Le prophète Osée nous amène dans les coulisses. Il nous rappelle que tout n’est pas parfait. Nous ne vivons pas dans un monde où les choses tombent à leurs places. Le monde dans lequel on vit, le monde réel, est plein de choses brisées, des relations en périls. Et dans ce monde là, il n’y a pas de solutions magiques. Mais, lorsqu’on lit Osée on est tenté de dire, « T’aurais pas dû! » ou « j’aurais fait telle et telle chose à ta place. » On se pose facilement la question, « Est-ce que la relation entre Dieu et son peuple va tenir le coup? »

Pour commencer, nous nous contenterons seulement de considérer deux aspects de la nature de Dieu qui expliquent pourquoi Dieu appelle Israël son peuple: sa sagesse souveraine et son amour inconditionnel. 

 

 1) Sagesse souveraine de Dieu : notre tendance à croire qu’on sait mieux que Dieu…

Osée a prophétisé pendant le règne de Jéroboam II au 8e siècle (750 av J.C.). C’était un temps de grande incertitude, mais aussi un temps de grande prospérité. Osée est le premier dans une lignée de prophètes qui prédit la chute d’Israël. Il apparaît même avant Ésaïe. Il prédit bien à l’avance la captivité des 10 tribus du Nord , et son ministère s’étirera entre 40-50 ans. Il verra l’accomplissement même de ce qu’il aura prédit. La structure de sa lettre s’organise en deux grandes parties (ch. 1-3 et 4-14). Le fait que son propre mariage est un reflet de la relation de Dieu avec son peuple mérite une attention toute particulière.

L’histoire d’Osée est un peu difficile à lire. Dès le début du livre (1:2) on apprend que Dieu lui demande d’épouser une femme qui a le caractère d’une prostitué. Au fur est à mesure qu’on avance dans le livre, on réalise que la leçon de Dieu pour son peuple sera vécue au travers de la vie d’Osée. Chose étrange pour un prophète ?

Osée et Gomer fondent une famille. Ils ont trois enfants, les deux derniers son apparemment illégitimes. Puis, elle le quitte. Elle se fou de lui. Lui a l’air d’un imbécile en train d’essayer de regagner son affection. Elle, démontre sa folie en s’attachant à un autre homme pensant qu’il peut répondre à tous ses besoins. Les choses ne tournent pas bien pour Gomer. Elle devient son esclave, et arrive à désespérer de la vie-même .

Les choix de Gomer sont révélateurs. Elle se moque de la fidélité envers son mari et elle tourne le dos sur les valeurs bibliques qui sont la fondation même d’Israël. Mais Gomer n’est pas toute seule. Même si Israël avait l’apparence de rendre un culte au Dieu d’Abraham, d’Isaac, et Jacob, elle le faisait par politesse tout en orientant son adoration aux dieux étrangers.
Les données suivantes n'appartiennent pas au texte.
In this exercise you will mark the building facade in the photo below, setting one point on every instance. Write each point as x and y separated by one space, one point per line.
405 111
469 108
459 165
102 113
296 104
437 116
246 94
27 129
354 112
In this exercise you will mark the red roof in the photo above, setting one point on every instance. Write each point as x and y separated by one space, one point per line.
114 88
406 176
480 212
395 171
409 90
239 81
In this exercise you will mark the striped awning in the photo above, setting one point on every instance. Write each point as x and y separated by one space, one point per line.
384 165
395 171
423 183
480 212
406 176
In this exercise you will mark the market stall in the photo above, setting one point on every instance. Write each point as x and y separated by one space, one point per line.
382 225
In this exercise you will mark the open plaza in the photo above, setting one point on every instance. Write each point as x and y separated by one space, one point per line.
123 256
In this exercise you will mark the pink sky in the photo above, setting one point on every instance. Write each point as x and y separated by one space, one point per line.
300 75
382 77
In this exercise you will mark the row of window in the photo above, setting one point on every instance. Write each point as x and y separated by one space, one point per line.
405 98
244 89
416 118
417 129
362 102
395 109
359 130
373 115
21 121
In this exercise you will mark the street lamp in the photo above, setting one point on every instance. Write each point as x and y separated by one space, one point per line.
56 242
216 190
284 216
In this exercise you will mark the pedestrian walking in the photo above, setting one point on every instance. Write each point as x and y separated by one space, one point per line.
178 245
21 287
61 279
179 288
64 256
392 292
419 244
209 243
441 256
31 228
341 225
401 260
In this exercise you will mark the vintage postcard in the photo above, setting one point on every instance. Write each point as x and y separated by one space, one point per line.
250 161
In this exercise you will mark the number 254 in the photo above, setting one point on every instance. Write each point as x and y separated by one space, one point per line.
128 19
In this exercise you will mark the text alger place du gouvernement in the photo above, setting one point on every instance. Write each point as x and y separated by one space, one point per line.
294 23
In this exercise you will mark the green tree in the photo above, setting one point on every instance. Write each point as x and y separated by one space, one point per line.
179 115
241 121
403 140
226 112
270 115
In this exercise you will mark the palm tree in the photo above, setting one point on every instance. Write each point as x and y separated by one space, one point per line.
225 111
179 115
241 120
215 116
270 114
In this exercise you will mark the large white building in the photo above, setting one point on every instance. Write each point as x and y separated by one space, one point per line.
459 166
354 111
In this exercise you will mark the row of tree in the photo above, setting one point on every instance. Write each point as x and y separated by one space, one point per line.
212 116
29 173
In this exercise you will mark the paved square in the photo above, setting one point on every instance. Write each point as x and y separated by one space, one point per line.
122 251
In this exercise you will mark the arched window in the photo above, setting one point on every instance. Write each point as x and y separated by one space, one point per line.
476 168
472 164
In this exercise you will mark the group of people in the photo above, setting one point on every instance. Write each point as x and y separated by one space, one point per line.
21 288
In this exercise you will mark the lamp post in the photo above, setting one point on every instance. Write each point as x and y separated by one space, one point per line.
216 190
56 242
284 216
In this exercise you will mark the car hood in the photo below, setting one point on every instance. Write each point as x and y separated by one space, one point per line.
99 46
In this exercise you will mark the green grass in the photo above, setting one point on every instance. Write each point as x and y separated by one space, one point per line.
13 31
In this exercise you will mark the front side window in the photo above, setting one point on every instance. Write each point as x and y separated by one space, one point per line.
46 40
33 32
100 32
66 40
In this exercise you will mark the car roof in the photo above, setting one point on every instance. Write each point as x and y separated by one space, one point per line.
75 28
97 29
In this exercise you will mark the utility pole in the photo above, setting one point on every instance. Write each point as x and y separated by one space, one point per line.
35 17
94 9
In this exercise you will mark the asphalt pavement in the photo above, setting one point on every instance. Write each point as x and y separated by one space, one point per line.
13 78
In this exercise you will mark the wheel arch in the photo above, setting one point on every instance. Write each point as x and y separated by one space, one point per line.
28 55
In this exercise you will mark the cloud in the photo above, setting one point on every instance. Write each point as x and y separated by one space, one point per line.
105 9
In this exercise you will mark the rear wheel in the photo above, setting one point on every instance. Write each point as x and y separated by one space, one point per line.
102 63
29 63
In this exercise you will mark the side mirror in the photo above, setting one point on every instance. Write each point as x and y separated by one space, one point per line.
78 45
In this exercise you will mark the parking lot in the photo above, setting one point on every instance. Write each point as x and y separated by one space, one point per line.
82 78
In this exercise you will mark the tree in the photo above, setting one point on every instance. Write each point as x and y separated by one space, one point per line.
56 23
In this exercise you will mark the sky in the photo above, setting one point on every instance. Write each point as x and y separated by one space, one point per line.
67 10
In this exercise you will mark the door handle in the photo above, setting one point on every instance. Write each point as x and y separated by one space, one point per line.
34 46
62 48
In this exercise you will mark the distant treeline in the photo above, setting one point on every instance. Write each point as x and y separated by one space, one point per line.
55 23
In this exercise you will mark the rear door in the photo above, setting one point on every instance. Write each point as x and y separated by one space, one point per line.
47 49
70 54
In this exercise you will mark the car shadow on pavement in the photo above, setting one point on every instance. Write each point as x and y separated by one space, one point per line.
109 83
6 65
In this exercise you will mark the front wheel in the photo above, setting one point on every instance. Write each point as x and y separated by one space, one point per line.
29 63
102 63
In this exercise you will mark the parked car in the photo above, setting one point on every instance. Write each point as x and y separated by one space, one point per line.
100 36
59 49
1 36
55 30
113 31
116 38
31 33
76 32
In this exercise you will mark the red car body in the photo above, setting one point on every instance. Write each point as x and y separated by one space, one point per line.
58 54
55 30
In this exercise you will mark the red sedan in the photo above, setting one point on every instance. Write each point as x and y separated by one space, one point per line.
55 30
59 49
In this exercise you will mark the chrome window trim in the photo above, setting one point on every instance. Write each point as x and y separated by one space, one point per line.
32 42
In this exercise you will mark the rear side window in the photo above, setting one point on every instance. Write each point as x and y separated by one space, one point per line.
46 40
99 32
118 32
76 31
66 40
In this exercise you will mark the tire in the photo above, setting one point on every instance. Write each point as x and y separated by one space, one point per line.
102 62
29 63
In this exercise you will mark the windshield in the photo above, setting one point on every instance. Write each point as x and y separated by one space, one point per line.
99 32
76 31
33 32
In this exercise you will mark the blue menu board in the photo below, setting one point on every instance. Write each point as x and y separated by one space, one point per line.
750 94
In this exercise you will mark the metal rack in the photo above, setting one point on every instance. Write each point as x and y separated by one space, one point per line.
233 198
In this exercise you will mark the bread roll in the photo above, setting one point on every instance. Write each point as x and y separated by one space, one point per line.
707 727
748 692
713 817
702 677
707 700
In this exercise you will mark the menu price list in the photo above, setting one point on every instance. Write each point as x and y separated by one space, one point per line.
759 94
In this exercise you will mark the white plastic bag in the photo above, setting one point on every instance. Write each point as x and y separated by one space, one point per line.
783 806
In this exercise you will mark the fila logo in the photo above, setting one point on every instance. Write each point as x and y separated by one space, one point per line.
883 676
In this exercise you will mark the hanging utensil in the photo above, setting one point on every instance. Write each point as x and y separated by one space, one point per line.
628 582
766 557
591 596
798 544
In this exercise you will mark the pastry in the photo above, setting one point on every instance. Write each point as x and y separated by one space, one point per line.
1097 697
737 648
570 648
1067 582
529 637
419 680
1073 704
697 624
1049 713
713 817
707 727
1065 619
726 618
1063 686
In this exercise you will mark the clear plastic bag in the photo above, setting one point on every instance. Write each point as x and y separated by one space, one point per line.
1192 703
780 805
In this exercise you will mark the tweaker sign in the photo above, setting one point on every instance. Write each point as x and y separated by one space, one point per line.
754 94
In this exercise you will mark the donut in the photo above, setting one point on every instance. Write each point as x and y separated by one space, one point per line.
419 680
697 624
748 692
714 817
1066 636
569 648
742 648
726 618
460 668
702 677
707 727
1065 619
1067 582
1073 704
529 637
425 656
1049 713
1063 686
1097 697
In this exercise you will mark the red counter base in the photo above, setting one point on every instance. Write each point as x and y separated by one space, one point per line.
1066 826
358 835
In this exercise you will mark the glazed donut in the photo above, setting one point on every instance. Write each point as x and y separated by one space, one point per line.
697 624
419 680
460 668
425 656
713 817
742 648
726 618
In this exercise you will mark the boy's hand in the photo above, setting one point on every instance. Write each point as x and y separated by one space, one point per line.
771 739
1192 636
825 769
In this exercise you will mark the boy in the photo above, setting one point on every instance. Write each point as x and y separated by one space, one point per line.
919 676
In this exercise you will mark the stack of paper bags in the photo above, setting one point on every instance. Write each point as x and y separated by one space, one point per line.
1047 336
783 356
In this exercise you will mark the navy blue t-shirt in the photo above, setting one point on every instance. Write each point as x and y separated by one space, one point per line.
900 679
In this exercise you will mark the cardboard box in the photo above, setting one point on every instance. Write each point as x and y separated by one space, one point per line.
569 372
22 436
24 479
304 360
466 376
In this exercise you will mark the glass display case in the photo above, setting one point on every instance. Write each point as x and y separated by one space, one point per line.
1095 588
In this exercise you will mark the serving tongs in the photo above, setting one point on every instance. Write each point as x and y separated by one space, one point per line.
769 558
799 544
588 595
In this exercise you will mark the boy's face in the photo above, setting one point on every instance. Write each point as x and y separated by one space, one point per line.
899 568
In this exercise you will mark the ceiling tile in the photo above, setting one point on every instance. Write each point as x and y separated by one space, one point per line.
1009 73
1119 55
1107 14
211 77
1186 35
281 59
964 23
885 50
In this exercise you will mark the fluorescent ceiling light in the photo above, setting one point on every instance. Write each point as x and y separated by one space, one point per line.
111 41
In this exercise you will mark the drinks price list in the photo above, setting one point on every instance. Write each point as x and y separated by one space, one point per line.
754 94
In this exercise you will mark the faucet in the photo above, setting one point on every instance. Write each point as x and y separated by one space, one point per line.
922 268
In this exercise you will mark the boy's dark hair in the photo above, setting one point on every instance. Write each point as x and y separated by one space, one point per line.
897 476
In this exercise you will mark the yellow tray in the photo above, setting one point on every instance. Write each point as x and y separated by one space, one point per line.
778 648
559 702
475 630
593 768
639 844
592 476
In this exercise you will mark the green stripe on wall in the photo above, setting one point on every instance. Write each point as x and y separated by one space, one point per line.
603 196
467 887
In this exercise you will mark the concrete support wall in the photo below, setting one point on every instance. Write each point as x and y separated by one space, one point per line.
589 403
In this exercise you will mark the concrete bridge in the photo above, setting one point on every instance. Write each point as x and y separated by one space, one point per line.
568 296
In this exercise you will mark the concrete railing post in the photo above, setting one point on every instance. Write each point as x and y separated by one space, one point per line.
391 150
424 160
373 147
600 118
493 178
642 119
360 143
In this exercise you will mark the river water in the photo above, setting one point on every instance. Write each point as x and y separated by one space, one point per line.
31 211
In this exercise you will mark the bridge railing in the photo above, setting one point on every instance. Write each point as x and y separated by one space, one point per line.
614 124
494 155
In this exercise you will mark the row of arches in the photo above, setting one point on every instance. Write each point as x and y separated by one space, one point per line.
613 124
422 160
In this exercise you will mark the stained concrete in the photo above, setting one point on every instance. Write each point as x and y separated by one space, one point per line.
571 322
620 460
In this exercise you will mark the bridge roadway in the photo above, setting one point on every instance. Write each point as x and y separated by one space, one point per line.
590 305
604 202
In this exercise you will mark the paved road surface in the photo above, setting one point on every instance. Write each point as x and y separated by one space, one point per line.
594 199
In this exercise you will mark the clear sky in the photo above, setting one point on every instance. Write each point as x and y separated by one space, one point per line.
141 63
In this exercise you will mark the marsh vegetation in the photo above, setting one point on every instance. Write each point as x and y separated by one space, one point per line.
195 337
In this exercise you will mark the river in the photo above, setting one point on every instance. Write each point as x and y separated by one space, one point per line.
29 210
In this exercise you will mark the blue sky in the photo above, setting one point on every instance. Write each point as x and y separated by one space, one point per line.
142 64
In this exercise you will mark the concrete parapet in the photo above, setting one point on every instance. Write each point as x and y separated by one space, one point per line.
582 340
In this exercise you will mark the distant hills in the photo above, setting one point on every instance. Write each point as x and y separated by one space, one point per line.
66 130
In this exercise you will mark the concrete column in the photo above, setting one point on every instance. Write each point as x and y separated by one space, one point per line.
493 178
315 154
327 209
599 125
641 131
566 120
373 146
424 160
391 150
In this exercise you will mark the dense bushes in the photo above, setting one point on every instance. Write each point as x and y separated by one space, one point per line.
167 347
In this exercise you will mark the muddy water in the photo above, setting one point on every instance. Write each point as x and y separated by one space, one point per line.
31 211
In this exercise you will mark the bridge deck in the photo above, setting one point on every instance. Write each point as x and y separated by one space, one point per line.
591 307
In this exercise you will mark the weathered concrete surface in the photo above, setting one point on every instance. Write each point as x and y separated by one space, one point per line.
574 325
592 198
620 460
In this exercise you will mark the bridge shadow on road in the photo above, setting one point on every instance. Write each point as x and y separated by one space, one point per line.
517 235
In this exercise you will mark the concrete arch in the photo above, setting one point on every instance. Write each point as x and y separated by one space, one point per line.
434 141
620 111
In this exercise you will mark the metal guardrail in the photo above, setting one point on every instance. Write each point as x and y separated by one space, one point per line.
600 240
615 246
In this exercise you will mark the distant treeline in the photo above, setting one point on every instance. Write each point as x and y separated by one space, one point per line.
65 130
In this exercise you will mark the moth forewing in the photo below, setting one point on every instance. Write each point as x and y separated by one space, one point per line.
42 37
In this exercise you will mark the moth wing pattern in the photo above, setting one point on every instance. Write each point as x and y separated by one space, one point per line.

La prospérité d’Israël donna la fausse impression que les libertés et les plaisirs desquelles elle jouissait étaient le résultat de ses propres forces. (voir Osée 2:8; 12:8-10)

1 Corinthiens 1:25 nous rappelle que, « …la folie de Dieu est plus sage que les hommes, et la faiblesse de Dieu est plus forte que les hommes. »

Nous ne sommes pas trop différents de Gomer à cet égard. Combien de fois assumons-nous que nous sommes mieux placé que Dieu de déterminer les choses meilleures dans nos vies?Et  combien de fois accusons-nous Dieu d’être responsable des conséquences de nos mauvais choix tout en se félicitant à chaque fois que nous expérimentons les bénédictions non-méritées.

On comprend mal la sagesse souveraine de Dieu lorsqu’on le voit agir seulement dans un aspect de nos vies. En réalité, Dieu est en train d’affecter des millions de choses différentes, pas seulement dans ma vie, mais dans la vie des autres autour de moi, et dans toute l’histoire. Notre histoire personnelle est connectée à l’histoire rédemptrice du monde. Nous sommes un point de couleur sur le canevas gigantesque de l’éternité.

 C’est dans cette optique que l’apôtre Paul affirme, « Nous savons, du reste, que toutes choses concourent au bien de ceux qui aiment Dieu, de ceux qui sont appelés selon son dessein. » (Rom 8:29)

Voilà le réconfort d’Osée. Voilà la leçon que Gomer doit apprendre et par conséquent, la leçon pour Israël qui oublie que seul le Dieu de l’histoire donne un sens à sa vie, à sa raison d’être. La souveraineté de Dieu est une souveraineté sage. Il tisse sa volonté au travers de nos histoires individuelles pour notre bien et pour sa gloire, car il est un bon Dieu.